Данное исследование не поддерживает такую логику. Во-первых, как выясняется, само слово дружина не имеет терминологической точности. Единственное более или менее устойчивое значение, как-то соотнесённое с социально-политическими реалиями, которое за ним фиксируется, – это "войско/люди князя". Но оно весьма широко и расплывчато. Во-вторых, если в летописи встречаются разные определения к этому слову типа "княжа", "отня" или "володимерская", то логичным уже кажется в этот ряд поставить и определения "старшая" и "младшая" и трактовать их не как специальные термины, а как контекстуальные (ad hoc) пояснения. И одного этого обстоятельства уже достаточно, чтобы усомниться в постоянном и устойчивом различии некоей дружины на некие две части, которое постулируется историками. Если это были пояснения, годные только для уточнения ситуации в отдельных рассказах и сообщениях, то видеть в них отражение социальной структуры или политических институтов нельзя, то есть, иными словами, они не могли быть терминами– общепринятыми точными (стандартными) обозначениями этих структур и институтов. Но, разумеется, в каких-то случаях вполне можно ожидать, что они всё-таки указывают на какие-то реальные группы и категории. Только это надо выяснять по контексту каждого отдельного употребления этих выражений (так же, как это надо выяснять в каждом случае упоминания и самого слова дружина), ожидая, что в каждом конкретном случае под этими указаниями могут скрываться разные группы и категории населения (в зависимости от ситуации, манеры словоупотребления того или иного автора и т. д.).
Историки ещё в XIX в. выявили примеры, когда дополнительный эпитет к слову дружина подразумевает как будто какие-то группы в княжеском окружении – и даже, как подозревали историки, институционально оформленные. Этих примеров оказывается совсем немного. Недавно А. А. Горский составил их уточнённый список.
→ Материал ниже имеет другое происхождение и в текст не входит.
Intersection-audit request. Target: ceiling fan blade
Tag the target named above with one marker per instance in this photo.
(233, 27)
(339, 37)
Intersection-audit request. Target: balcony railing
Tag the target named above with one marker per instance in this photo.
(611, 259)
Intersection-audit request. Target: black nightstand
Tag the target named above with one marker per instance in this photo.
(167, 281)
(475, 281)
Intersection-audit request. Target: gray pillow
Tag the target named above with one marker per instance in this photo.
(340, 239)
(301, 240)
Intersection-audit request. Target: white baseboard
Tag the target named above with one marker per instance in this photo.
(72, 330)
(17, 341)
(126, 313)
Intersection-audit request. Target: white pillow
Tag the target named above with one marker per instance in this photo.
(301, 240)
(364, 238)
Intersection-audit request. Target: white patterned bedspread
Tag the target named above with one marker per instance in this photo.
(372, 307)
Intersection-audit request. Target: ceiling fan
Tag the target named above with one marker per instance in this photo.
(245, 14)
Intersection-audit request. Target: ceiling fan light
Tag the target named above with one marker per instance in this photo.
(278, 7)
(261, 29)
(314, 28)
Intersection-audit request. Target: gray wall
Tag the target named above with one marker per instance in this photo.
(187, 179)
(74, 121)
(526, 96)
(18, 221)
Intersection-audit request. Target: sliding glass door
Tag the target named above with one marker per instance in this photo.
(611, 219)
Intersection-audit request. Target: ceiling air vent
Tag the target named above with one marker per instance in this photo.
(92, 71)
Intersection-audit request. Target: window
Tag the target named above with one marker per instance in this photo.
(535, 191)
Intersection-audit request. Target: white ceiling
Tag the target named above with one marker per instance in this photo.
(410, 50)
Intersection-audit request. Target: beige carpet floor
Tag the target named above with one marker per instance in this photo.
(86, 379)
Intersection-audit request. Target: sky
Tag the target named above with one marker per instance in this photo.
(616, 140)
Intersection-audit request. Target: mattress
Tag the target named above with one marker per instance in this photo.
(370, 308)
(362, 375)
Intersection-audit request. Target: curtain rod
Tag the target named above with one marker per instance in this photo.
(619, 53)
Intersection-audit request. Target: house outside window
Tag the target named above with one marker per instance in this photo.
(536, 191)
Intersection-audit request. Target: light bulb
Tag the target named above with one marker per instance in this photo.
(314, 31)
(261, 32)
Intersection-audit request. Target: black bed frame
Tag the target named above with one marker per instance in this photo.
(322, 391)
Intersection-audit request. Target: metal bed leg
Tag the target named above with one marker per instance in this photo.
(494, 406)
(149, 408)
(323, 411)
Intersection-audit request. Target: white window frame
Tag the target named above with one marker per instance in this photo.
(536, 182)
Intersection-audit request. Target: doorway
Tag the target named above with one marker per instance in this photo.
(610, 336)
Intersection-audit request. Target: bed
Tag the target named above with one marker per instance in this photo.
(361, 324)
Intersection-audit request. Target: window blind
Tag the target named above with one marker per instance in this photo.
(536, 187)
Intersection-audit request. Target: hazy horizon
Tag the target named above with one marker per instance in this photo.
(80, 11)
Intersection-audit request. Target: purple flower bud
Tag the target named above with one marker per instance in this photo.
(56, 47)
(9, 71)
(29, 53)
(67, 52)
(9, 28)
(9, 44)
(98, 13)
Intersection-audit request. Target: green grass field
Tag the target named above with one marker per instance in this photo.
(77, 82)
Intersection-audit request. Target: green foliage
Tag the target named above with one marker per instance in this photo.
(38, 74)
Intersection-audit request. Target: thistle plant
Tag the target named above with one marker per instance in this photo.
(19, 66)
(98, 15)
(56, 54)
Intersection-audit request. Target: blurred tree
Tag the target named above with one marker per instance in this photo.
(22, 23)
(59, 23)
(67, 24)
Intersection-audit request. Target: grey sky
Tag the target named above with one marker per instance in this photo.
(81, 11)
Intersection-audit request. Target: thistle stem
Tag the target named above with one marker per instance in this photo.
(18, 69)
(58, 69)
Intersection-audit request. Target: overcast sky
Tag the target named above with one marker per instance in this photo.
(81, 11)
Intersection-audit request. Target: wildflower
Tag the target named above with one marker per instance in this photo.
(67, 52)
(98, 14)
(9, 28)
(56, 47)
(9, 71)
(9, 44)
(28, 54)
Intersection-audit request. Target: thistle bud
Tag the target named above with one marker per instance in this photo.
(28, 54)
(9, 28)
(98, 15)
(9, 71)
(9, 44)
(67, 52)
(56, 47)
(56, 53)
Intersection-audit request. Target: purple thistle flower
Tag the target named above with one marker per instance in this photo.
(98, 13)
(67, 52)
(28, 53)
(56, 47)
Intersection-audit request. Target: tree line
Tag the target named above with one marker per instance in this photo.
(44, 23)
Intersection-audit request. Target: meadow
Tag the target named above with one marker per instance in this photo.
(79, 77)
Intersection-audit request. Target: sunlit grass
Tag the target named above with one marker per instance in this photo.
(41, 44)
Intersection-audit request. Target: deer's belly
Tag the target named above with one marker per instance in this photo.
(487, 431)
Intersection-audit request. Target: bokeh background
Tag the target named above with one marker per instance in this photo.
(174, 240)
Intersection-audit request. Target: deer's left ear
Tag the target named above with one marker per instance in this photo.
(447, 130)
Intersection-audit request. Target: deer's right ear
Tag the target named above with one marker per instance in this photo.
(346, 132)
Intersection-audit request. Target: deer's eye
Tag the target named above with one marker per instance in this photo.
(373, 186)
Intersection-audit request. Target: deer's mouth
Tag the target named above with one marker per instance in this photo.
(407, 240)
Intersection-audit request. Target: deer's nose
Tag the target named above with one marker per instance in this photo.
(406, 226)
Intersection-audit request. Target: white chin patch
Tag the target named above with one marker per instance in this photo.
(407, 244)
Историк осторожно отнёсся к составлению этого списка, отказавшись от разного рода употребительных в летописи, но явно случайных и неопределённых выражений, таких, например, как "с малом дружины" и подобных ("с малою дружиною", "с неколиком дружины" и пр.). Разбор этих примеров приводит его к выводу о "внутридружинной иерархии", то есть разделении древнерусской "дружины" как "корпорации служилых людей" на две части – "старшую дружину" и "младшую" (к первой Горский относит бояр, а ко второй – практически все остальные категории княжеских людей, упоминаемые в источниках, – отроки, детские, гриди и пр.). Однако, на мой взгляд, такая трактовка, даже и основанная на осторожном подходе, нуждается в существенной корректировке, и примеры эти надо оценивать иначе.